Reputation: 111
I have 5 tables which I would like to find some combinations that fulfills some requirements. I could easily solve the data below by using matrix multiplication to create all possible combinations and afterwards selecting rows that fulfills my needs. The problem is that my original problem consist of 5 tables with 200 rows each. Which requires a couple of hundred gb of ram if generating all possible combinations.
So I tried this instead:
x1 <- seq(1,10,1)
x2 <- seq(5,15,3)
x3 <- seq(2,11,1)
x4 <- seq(1,5,1)
x5 <- seq(1,20,2)
Which should fulfill: x1 < x2 and x1 < x3.

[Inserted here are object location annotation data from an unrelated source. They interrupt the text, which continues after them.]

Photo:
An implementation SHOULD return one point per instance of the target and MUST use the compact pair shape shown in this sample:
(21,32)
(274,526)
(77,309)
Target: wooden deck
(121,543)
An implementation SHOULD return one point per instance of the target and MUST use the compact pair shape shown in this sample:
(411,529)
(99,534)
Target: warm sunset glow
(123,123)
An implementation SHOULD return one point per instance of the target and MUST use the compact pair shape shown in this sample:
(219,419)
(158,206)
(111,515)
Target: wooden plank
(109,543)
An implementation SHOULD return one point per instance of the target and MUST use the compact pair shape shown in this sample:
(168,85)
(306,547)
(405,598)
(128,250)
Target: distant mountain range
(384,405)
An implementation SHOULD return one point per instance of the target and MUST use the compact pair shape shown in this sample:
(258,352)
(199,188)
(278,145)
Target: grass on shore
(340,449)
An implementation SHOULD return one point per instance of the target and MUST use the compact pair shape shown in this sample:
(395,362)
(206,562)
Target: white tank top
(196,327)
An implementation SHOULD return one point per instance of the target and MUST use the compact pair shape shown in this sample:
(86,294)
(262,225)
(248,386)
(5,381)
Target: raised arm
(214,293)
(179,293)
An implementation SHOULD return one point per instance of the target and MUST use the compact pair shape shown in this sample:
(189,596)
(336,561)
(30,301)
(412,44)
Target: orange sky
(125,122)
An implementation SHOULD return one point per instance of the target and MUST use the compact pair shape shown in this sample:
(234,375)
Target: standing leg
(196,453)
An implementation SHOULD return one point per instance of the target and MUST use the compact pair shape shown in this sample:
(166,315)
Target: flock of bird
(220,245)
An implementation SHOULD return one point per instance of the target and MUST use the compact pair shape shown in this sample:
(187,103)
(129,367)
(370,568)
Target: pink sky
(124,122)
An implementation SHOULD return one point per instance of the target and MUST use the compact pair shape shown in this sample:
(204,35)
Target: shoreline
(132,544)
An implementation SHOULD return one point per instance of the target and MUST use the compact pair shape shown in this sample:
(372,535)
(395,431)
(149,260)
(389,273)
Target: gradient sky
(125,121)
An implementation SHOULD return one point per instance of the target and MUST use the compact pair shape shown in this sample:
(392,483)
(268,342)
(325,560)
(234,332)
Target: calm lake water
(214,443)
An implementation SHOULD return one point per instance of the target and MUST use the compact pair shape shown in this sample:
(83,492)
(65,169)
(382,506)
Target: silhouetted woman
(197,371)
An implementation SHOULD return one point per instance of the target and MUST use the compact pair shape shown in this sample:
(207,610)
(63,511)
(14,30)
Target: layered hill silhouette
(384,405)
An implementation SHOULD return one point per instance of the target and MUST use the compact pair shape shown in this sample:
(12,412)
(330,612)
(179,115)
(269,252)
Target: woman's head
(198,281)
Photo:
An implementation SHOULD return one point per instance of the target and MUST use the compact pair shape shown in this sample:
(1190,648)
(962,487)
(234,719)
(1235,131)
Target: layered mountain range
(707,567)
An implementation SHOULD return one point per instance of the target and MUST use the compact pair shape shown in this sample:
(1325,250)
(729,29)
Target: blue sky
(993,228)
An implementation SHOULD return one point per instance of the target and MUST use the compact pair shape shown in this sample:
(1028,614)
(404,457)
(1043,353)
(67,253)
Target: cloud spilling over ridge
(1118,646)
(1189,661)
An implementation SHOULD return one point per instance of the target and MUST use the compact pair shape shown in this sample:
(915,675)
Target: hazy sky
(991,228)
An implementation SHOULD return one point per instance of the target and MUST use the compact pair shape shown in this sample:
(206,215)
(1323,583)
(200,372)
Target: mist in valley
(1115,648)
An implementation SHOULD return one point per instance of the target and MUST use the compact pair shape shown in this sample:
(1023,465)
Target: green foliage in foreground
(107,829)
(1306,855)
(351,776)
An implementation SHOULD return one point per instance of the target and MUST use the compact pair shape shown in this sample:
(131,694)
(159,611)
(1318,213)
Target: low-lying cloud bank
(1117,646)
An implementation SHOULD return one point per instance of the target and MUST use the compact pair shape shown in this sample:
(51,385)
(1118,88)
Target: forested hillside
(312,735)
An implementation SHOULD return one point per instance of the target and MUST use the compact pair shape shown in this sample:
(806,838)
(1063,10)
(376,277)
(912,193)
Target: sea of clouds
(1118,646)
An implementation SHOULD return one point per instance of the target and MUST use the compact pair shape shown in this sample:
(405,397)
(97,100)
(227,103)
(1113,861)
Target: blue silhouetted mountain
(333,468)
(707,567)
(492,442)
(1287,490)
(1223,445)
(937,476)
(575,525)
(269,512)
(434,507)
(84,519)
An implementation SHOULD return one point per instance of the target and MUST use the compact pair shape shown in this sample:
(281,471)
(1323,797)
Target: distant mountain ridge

nm <- data.frame(matrix(NA,1,5))
for(a in 1:length(x1)){
for(s in 1:length(x2)){
for(d in 1:length(x3)){
for(f in 1:length(x4)){
for(g in 1:length(x5)){
l1 <- x1[a]
l2 <- x2[s]
if(l1 < l2){
l3 <- x3[d]
if(l1 < l3){
l4 <- x4[f]
l5 <- x5[g]
fy <- c()
fy[1] <- l1
fy[2] <- l2
fy[3] <- l3
fy[4] <- l4
fy[5] <- l5
nm <- rbind(nm, fy)
}}}}}}}
In my original problem I have more if statements, which I hope will increase speed. But I have had it running for about 24hours now, and still not done. The above problem takes me about 10s which makes me think its stuck.
Upvotes: 0
Views: 60
Reputation: 132969
Two problems:
The huge problem is that you grow an object in a loop. This is the slowest operation possible since there is huge OS overhead involved. You need to preallocate the object and only grow it in chunks as necessary.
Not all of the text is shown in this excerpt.